Harness Engineering Complete Guide: Build AI Agents the Claude Code Way

The era of “write a clever prompt and hope the model handles the rest” is over. The serious work in AI agent development is moving toward harness engineering: the design of the scaffold around the model. If you have heard the term test harness in software testing, think of this as the agent version: the tools, context, permission rules, verification steps, and control loop that let an LLM do real work without drifting or causing damage.

Claude Code is a useful reference because it is not just a chat interface. It wraps the model with filesystem tools, project instructions, hooks, permissions, subagents, and memory. This article turns that architecture into a beginner-friendly but deep playbook. You will see why harness engineering is trending, how to implement a minimal Node.js harness, and how to apply the same idea to content automation, code review, SaaS integration, cloud operations, and security boundaries.

LLMs are good at deciding what to do next, but they are not naturally good at observing a workspace, enforcing policy, rolling back a mistake, or proving that an output is safe to publish. Agent products are improving because the model is surrounded by better operational machinery.

That is exactly where Claude Code points the industry. The Claude Agent SDK documentation describes support for Claude Code-style filesystem features such as CLAUDE.md, skills, hooks, and permissions. The permissions docs explain allow rules, deny rules, permission modes, and runtime callbacks.
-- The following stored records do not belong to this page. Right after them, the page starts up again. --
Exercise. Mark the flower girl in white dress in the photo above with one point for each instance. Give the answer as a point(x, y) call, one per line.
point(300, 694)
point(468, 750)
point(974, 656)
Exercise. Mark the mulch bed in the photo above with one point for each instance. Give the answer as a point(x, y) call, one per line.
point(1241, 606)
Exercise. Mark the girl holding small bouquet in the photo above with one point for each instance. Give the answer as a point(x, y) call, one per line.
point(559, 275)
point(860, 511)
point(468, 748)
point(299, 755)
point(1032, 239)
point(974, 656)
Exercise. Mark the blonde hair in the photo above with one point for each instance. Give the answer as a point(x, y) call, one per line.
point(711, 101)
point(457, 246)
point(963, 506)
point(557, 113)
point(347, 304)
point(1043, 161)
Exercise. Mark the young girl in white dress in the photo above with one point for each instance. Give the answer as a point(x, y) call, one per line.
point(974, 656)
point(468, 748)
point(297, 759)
Prompt caching docs explain how repeated static context can be reused. These are harness features. They are not “just prompting.”

The OODA loop makes the division clear:

Phase	What Happens	Owner
Observe	Read files, tickets, logs, URLs, and API state	Harness
Orient	compress and structure the context	Harness
Decide	choose the next action	LLM
Act	run a tool, write a file, call an API, or stop	Harness

Three of the four phases are mostly harness work. A weak harness creates a weak agent even when the model is strong.

What A Harness Contains

A practical harness answers four questions before the model starts working:

What input is the agent allowed to read?
What artifact must it produce?
Which checks prove that the work is correct?
Which actions are automatic, ask-first, or forbidden?

For a blog workflow, that might mean: read existing slugs, pick a non-duplicate topic, write MDX, check code fences, validate frontmatter, add official links, add internal links, place /products/ and /training/ calls to action, build the site, and inspect the public URL. The prompt is only one part of that workflow.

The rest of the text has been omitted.